On November 8, 2021 in an exchange at the Community and Public Services Committee between councilor Michael Janz and Brian Kisilevich of the Edmonton Police Service, Kisilevich says that not only does the Edmonton Police Service have a plane but “we are just in the process of acquiring another plane.”
According to John Leicht, a longtime member of the Namao Flying Club the Edmonton Police’s secret plane is a Cessna with the callsign C-GMXM painted on it. It flies out of Hangar B at Villeneuve Airport. The Namao Flying Club is located in Hangar A. The plane is not marked or painted with anything that makes it obviously the property of the Edmonton Police. According to these registration documents the plane is a Cessna 182 and the owner's address is listed as the Edmonton Police Service.
The Edmonton Police Cessna 182 at the Villeneuve Airport. Picture taken by John Leicht in 2016.
Air 1 and Air 2, the two helicopters that the Edmonton Police Service operates, are located in a different hangar at the same airport.
Leicht would frequently interact with the crew of these planes as pilots have to maintain their status by taking checked flights, which were done in concert with the Namao Flying Club. The crew would frequently boast about the plane but “when pressed about what it actually does they would get strangely silent,” said Leicht.
The RCMP own several Cessnas which are “mostly used for surveillance purposes.” The Regina Police Service is asking the city to purchase a plane in its 2022 budget and the Saskatoon Police have been flying a Cessna 182 since 2005. The Regina Police Service is asking for roughly $667,000 from the city and the province to cover the cost of both the new plane and the surveillance equipment.
According to Leicht he asked the police commission about the plane in 2012 and while they initially denied its existence at first they ended up admitting that it runs about 100 hours a year.
This culture of secrecy is the norm for the Edmonton Police when it comes to decisions around expensive, controversial equipment.

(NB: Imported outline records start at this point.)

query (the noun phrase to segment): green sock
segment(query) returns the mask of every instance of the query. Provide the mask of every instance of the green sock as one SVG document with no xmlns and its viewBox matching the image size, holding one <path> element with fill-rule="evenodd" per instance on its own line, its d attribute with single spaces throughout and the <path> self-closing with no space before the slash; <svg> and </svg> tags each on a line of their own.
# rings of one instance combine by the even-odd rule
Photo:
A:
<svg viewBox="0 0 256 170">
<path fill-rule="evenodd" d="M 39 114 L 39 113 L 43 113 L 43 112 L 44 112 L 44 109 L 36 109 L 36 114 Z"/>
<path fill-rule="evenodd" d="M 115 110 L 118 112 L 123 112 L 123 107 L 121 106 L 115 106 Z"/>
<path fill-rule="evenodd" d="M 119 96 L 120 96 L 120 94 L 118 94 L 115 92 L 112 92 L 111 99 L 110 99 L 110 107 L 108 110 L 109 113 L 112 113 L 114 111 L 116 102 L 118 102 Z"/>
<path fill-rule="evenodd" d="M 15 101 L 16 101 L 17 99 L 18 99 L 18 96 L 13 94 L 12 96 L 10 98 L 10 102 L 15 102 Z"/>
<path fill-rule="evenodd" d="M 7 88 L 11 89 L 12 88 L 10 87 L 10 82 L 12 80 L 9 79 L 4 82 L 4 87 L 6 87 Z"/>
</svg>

City council and the public were unaware that the Edmonton Police were purchasing a new armoured vehicle until the Progress Report confirmed the purchase of the $500,000 armored vehicle, which showed up near the peak of the George Floyd protests in 2020.
The Edmonton Police Service and the Edmonton Police Commission did not respond to questions about the planes.
Editor's note: The plane was originally identified as a Cessna 210 but registration documents not available at publishing revealed it to be a Cessna 182. We regret the error.